Une résolution, adoptée à Moscou en 1977, prévoit l’assistance aux pays en voie de développement d’Asie, d’Afrique et d’Amérique latine dans le domaine de la formation du personnel de musée et des restaurateurs, en tenant compte des besoins en personnels qualifiés et spécialistes de la conservation et en permettant la promotion de la création et la diffusion de matériel didactique pour l’enseignement de la conservation.
Quatre conférences décisives, en 1977, 1980, 1983 et 1986, permettent à l’ICOM de réaliser deux objectifs stratégiques :

La situation financière de l’ICOM s’assainit et le déficit se résorbe en 1994. La politique de levées de fonds ouvre des perspectives prometteuses.
La notoriété de l’ICOM et son action mondiale lui assurent une véritable représentativité, juste aboutissement et heureuse récompense d’un demi-siècle d’efforts.
À l’heure où de nombreuses organisations internationales recherchent un second souffle et sont confrontées à des problèmes financiers et structurels, l’ICOM réussit à conserver l’universalité, la souplesse et l’imagination qui lui permettent de répondre aux exigences de la profession.
Les résolutions de ces dernières assemblées générales tracent la voie d’une politique du patrimoine conforme à l’idée que le développement économique est inséparable des facteurs culturels.

À partir de 1996, l’ICOM intensifie son action relative à la lutte contre le trafic illicite des biens culturels avec la création des Listes Rouges et de la série des Cent objets disparus.

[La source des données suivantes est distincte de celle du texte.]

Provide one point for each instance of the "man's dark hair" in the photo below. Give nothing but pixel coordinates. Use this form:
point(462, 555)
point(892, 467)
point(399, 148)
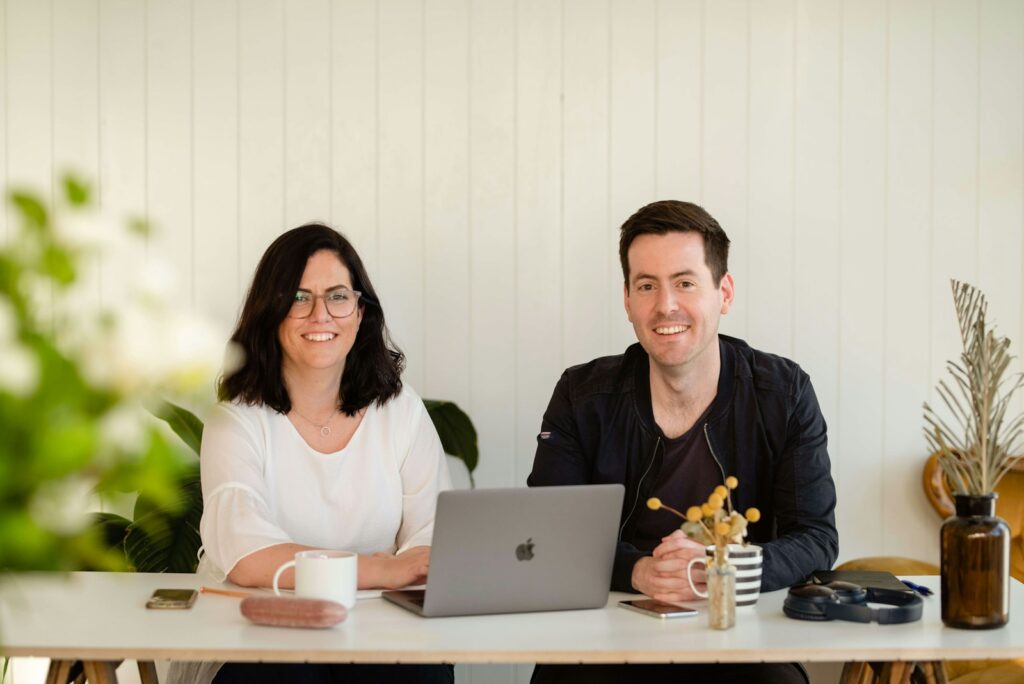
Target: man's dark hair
point(674, 216)
point(373, 369)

La prévention des risques liés aux catastrophes naturelles ou causées par l’homme s’accélère avec le Programme d’urgence dans les musées (MEP) lancé en 2002 et la participation de l’ICOM au Comité international du Bouclier Bleu (ICBS).
L’ICOM prend ainsi un nouveau départ, toujours plus ancré dans la communauté muséale mondiale et de fait plus proche de la société civile.

Afin de définir sa nouvelle stratégie, l’ICOM crée un groupe de travail sur la réforme de l’organisation et produit un rapport intitulé Des outils pour rénover l’organisation. Manuel pratique destiné aux professionnels publié par l’ICOM, Comment gérer un musée devient un outil de référence pour la communauté muséale mondiale dans le domaine de la formation.
Les actions pour la protection du patrimoine culturel se poursuivent avec notamment la participation active de l’ICOM au Bouclier Bleu et l’administration d’Object ID désormais déléguée à l’ICOM. La protection du patrimoine culturel immatériel fait désormais partie intégrante du programme d’activités de l’ICOM. Autant d’éléments qui contribuent au rayonnement institutionnel de l’ICOM.
Dès 2004, en tenant pour la première fois une Conférence générale en Asie (Séoul, République de Corée), l’ICOM insiste pour une plus grande inclusion du continent asiatique. 2010 conforte cette ouverture à travers la présence de l’organisation à l’Exposition universelle et la tenue de la conférence générale à Shanghai.